BF: I grew up in southern California. I've been a writer and a journalist for many, many years. I worked for surfing magazines in southern California and I still write for them. I came to New Zealand in 1974 with an old friend and loved it so much that I stayed. Now that my parents have passed away, my whole family is right here, my wife, my children and my granddaughter.
I'll be 59 in a few weeks. I wrote the first book before I was 50, but even then I could see the writing on the wall. I was working for an advertising agency and I was beginning to see a trend: anybody who got to be 50 suddenly lost their job. It was an unspoken thing, but it was well-known to be a practice. People thought that when a person got to be 50 his mind would turn off.
BH: How many Senior Citizens' Survival Guides have you written? It looks as if there are at least two in print.
BF: The first one was released in 1989 in New Zealand, Australia and the UK. The second one was printed in 1997. The English distributor in Scotland wanted a revised edition. They wanted more cartoons, references to Reagan changed to Clinton, more material, that kind of thing.
BH: How did the book do when it was first published back in 1989?
BF: It sold like crazy in New Zealand. We had 15, 000 copies printed and they sold out in 6 days. And the reason it did so well was that I sent a copy to New Zealand's most well-known media person, Paul Holmes. He has a radio show in the morning here. He started reading from the book on his radio show. It's a humorous look at getting old from the standpoint of: "Why take any nonsense from the youth-oriented culture? Fight back!"

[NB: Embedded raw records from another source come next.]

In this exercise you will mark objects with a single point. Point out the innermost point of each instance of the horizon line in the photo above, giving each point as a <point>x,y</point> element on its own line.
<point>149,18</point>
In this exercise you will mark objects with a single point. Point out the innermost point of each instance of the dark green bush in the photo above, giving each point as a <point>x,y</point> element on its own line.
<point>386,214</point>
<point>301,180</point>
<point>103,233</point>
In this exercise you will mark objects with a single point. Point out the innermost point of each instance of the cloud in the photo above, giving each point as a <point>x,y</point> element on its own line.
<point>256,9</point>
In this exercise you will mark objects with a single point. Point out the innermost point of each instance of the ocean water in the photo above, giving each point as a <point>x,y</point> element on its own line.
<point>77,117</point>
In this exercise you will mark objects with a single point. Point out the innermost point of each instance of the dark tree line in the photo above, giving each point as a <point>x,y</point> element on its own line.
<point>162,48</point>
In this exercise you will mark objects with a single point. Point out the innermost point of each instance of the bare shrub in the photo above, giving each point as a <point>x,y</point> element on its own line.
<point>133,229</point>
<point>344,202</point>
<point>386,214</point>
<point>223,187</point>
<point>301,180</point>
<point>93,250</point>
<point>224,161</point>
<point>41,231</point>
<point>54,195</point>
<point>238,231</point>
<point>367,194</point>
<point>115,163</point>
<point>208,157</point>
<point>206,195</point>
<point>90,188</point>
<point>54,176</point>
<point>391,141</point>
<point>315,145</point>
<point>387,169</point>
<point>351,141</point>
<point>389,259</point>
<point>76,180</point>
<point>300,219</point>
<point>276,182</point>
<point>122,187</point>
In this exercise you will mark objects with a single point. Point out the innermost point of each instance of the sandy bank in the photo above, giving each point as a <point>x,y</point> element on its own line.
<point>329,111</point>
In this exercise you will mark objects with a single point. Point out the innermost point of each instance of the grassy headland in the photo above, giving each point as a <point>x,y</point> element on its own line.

BH: What kind of feedback have you gotten from readers?
BF: I've had a lot of letters forwarded to me by the publisher. Almost all are positive. One woman said she'd given it to her father who was in his 80s and the only thing she was worried about was that he would die laughing! Most people think it's great. I thought the book was going to sell to people as a joke - a humorous gift for a 50th birthday, for example, but the main readership is people 55 and older. One of the things I had problems with was my own age when the book first came out. Somebody said: "How would you know, you're too young to understand" but I remembered an old quote-I said, "50 is the old age of youth and the youth of old age."
BH: What do you hope the reader takes away from the book? Any kind of lesson or just a laugh?
BF: Laughter and enjoyment. There are some poignant points in it. Some thought provoking statements, but for the most part the book concentrates on laughing and getting on with life.